I’m not “too cool to be impressed”. I’m just a bit more familiar with the tradeoffs of technology, and the fact that “impressive” medical procedures are invariably just a massive band-aid for something that could have been solved in a much simpler way.

The vast majority of heart transplants (and related procedures, eg, CABG, angioplasty) are done for absolutely no good reason, and they don’t even work very well. If no such procedures were available, the doctors would have to tell the patient: eat proper food and do some exercise, or you’ll be dead in 10 years. Instead, they wait for the patient to get critically ill, give him a heart transplant, and then spend the next 10 years dealing with the consequential problems (plus the original problem, which hasn’t gone away). Whereupon the patient dies regardless.

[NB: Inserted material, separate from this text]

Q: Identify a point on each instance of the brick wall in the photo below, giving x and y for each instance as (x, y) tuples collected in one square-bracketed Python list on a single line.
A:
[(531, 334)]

Interesting factoid: most kidney transplants are a consequence of the kidney failure that sometimes follows heart transplants.

Now it could be that this person is in dire straits through no fault of his own. But if there weren’t a long queue of people waiting for a new heart because they’ve buggered up the original, he could at least have acquired a human replacement without much trouble.

Considering all the research and effort ploughed into a pig-heart-transplant, how much of that investment might have been more productively spent on dealing with the other mundane medical issues that blight people’s lives?

No. In addition to the cruelty suffered by pigs raised for eating.

Our pigs suffered no cruelty. Good British bacon.